Semanário 160
Como separar o EU-Escritor do EU-Leitor?
Os leitores que nunca tiveram pretensões de escrever um livro, conseguem ler um livro e vê-lo de forma crítica. Talvez até vejam mais que um escritor que leia o trabalho de outro. Será que o leitor e o escritor/leitor lêem o mesmo livro de forma totalmente diferente?
Acredito que sim, pois enquanto que o leitor procura no livro o que gosta e o que não gosta, o leitor/escritor procura no mesmo livro o que funciona e o que não funciona, de forma a usar isso como um quase estudo para quando passa de leitor a escritor.
Esta impossibilidade de separar os dois é extremamente interessante e enriquecedora em determinadas fases da escrita, no entanto também há o revés da moeda: Quando lê os seus livros, o autor não consegue separar o Eu-Leitor do EU-escrito e desta forma não consegue ver erros que para os outros são óbvios e por vezes nem mesmo consegue ver o que de melhor tem o seu manuscrito por ser incapaz de desligar o Eu-Escritor.
Por mais que tente fazê-lo (desligar o Eu-Escritor quando estou a ler os meus manuscritos e preciso de me sentir como um leitor), nunca consigo. Claro que há coisas que saltam à vista e são impossíveis de ignorar, mas depois existem outras coisas que, quando mais tarde nos são apontadas, só conseguimos pensar “Como é que eu não vi isto?”.
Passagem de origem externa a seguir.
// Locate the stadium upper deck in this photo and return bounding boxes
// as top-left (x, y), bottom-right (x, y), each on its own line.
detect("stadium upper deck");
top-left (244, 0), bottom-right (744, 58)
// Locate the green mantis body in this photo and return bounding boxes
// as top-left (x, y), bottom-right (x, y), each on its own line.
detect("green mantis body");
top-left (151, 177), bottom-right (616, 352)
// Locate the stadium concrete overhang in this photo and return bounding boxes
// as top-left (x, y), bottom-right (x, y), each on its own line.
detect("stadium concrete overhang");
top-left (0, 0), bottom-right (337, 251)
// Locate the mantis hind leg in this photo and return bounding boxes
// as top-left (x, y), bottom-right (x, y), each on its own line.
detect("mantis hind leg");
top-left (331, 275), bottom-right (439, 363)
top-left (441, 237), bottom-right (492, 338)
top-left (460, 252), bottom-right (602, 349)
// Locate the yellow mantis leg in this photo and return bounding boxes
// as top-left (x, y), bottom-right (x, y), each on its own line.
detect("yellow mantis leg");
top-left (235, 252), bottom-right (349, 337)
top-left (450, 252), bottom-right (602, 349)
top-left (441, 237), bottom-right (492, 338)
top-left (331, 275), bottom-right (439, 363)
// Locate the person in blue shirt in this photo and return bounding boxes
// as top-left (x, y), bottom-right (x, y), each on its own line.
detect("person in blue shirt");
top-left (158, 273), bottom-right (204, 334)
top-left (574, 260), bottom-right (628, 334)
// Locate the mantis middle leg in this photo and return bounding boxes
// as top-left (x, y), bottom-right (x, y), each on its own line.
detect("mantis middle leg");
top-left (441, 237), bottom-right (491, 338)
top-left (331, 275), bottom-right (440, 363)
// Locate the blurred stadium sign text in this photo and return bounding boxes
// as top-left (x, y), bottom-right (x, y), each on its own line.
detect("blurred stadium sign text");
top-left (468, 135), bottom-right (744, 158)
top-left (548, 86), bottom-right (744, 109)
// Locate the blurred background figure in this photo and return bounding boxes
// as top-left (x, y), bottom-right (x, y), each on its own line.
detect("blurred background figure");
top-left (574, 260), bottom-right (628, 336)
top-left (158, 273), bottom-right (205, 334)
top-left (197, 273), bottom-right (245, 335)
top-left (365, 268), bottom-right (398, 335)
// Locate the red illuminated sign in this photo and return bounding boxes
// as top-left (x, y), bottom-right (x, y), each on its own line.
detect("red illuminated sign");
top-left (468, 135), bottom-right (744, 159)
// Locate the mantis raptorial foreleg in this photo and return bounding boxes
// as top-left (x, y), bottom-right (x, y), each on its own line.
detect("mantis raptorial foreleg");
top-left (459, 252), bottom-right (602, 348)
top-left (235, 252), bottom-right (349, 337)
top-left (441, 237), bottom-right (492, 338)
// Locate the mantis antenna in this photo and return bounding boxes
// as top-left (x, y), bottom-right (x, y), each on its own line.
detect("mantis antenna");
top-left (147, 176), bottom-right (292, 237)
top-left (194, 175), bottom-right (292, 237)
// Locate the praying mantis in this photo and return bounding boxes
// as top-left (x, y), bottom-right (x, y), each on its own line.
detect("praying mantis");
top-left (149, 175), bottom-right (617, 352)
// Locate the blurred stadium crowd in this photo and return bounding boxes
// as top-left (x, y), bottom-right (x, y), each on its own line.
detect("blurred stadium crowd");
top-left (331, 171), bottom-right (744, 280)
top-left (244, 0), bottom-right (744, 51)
Na semana que passou li textos de três escritoras, na condição de beta-reader (ler o manuscrito antes de ser enviado para editoras e dar opiniões/conselhos) e percebi, talvez mais do que nunca, que o que fiz para elas não consigo fazer para mim mesma. De tal forma que, quando estava a apontar alguns erros ao trabalho dessas escritoras, dei por mim a ter consciência que eu própria havia cometido alguns dos mesmos erros e isso nunca me tinha parecido mal, simplesmente porque não consigo ler o que escrevo com os olhos tão críticos.
Será que mais alguém sente o mesmo?
*ENGLISH*
Weekly 160
How to separate the I-Writer and the I-Reader?
Readers who never had any will to write a book can read one and see it with critique eyes. Maybe they can even see more than a writer who reads someone else’s work. Is it possible that the reader and the reader/writer can read the same book in a completely different way?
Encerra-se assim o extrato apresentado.